While there are still wait lists for these boxes, many assure customers that the only issues are with scaling up for distribution, similar to what family farms are facing, as there is plenty of supply. And Imperfect Foods, for one, is even able to tell customers when they expect to meet their demand rather than giving them an indefinite waitlist message, which means they have a good shot at cultivating loyalty that extends beyond the pandemic.
- Restaurants Selling Groceries – While there have been examples like Jimmy John’s selling its bread to hungry customers who can’t find it at the grocery store, most of this COVID-19 phenomenon has come from a hyper-local, community-based set of restaurants who couldn’t quite make enough revenue through take-out orders. Local eateries from Texas to Florida to Washington, DC have started selling the bulk items that used to power their menus, including many hard-to-find groceries such as tortillas, bread, fresh produce, coffee, flour and baking needs, and even toilet paper and paper towels. Some of them also prepare meal kits for customers’ favorite recipes.

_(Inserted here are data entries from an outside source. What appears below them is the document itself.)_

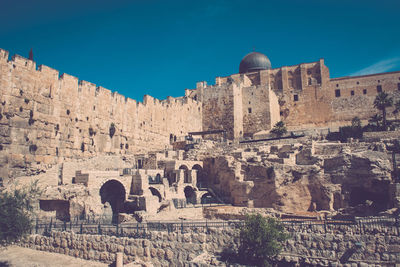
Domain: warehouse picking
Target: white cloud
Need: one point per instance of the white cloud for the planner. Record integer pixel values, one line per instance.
(379, 67)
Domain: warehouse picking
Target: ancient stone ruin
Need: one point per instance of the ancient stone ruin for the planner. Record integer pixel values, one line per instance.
(97, 154)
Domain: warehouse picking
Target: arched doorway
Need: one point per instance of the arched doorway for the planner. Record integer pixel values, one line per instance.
(156, 193)
(200, 177)
(190, 195)
(185, 173)
(114, 193)
(207, 199)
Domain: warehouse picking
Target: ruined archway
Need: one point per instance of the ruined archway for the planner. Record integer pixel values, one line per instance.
(156, 193)
(207, 199)
(359, 195)
(201, 183)
(114, 193)
(185, 173)
(190, 195)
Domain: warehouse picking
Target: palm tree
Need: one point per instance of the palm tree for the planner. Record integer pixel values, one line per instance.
(381, 102)
(396, 108)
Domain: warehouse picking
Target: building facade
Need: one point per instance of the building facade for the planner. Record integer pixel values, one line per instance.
(46, 118)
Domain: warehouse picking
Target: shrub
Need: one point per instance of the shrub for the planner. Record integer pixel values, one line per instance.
(16, 212)
(279, 129)
(112, 130)
(260, 239)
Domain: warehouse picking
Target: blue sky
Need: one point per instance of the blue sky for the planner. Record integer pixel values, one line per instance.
(162, 47)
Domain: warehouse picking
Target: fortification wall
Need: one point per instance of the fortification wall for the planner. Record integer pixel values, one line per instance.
(357, 94)
(46, 118)
(256, 109)
(218, 107)
(321, 245)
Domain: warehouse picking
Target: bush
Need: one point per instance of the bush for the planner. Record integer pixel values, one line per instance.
(260, 239)
(279, 129)
(16, 212)
(112, 130)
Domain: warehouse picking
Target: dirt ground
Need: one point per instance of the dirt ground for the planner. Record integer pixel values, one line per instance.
(14, 256)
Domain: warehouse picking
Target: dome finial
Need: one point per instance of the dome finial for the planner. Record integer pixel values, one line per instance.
(254, 61)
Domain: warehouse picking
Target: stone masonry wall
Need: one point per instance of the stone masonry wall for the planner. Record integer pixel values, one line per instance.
(45, 118)
(319, 244)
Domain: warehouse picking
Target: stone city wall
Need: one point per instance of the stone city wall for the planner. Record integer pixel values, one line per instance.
(45, 117)
(316, 244)
(357, 95)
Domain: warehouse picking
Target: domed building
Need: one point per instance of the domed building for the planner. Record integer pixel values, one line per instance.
(254, 62)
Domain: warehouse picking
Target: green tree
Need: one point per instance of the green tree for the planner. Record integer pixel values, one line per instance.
(381, 102)
(376, 120)
(16, 212)
(356, 122)
(260, 239)
(279, 129)
(396, 107)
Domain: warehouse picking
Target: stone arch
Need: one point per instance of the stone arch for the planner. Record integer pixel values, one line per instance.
(190, 194)
(208, 198)
(156, 193)
(185, 173)
(114, 193)
(200, 181)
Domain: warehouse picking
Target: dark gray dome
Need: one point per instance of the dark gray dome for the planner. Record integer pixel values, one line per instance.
(254, 62)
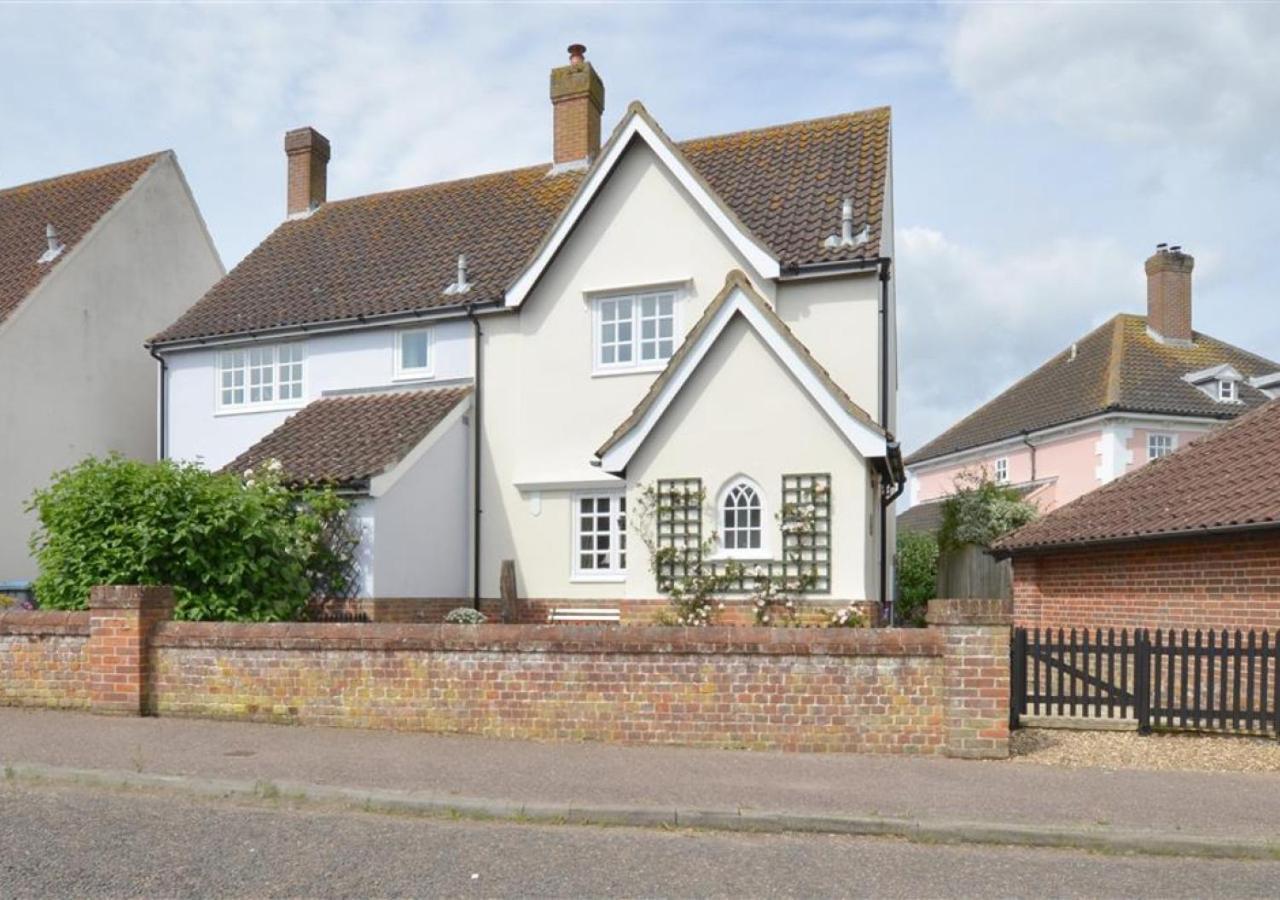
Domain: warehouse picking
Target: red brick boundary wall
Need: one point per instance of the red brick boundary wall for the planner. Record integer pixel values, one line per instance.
(1210, 581)
(937, 690)
(433, 610)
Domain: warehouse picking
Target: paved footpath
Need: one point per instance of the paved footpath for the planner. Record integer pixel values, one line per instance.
(1193, 813)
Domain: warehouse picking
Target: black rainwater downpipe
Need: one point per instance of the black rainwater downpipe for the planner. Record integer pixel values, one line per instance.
(475, 501)
(164, 401)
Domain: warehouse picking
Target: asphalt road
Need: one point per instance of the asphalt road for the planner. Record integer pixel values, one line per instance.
(71, 841)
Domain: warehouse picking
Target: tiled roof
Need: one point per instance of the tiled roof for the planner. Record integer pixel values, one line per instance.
(735, 281)
(348, 439)
(1116, 368)
(1229, 479)
(396, 252)
(72, 204)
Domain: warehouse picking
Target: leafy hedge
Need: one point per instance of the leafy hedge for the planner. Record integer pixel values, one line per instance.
(981, 511)
(917, 575)
(233, 548)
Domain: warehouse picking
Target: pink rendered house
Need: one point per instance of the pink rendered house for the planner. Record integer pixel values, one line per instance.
(1133, 389)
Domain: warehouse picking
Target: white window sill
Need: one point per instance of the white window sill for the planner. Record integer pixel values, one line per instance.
(597, 579)
(415, 375)
(647, 369)
(259, 407)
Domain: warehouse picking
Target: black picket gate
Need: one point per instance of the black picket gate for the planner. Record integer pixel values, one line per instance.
(1168, 680)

While this is not a solution that can meet the incredible demand the pandemic has produced, for loyal customers in the know, it is a convenient and easy way to shop with little to no contact, a curbside service that actually has available pick up times. And that is really the key here. Not scaling up. Keeping the inventory easy and available to the customers who will stick with you for the long haul, knowing they will eat with you again when this is all over.
We wish, like everyone else on the planet, that there was a silver bullet solution to all of this. That we had a plan B waiting in place, ready to deploy and bring toilet paper to the masses. That isn’t the case. However, while we are all facing an unprecedented blow to our health, society and loved ones that no one would ever ask for, we do have the opportunity to learn, to adapt, to meet challenges and think creatively, and maybe, just maybe, in some ways, we can come out stronger for it on the other side.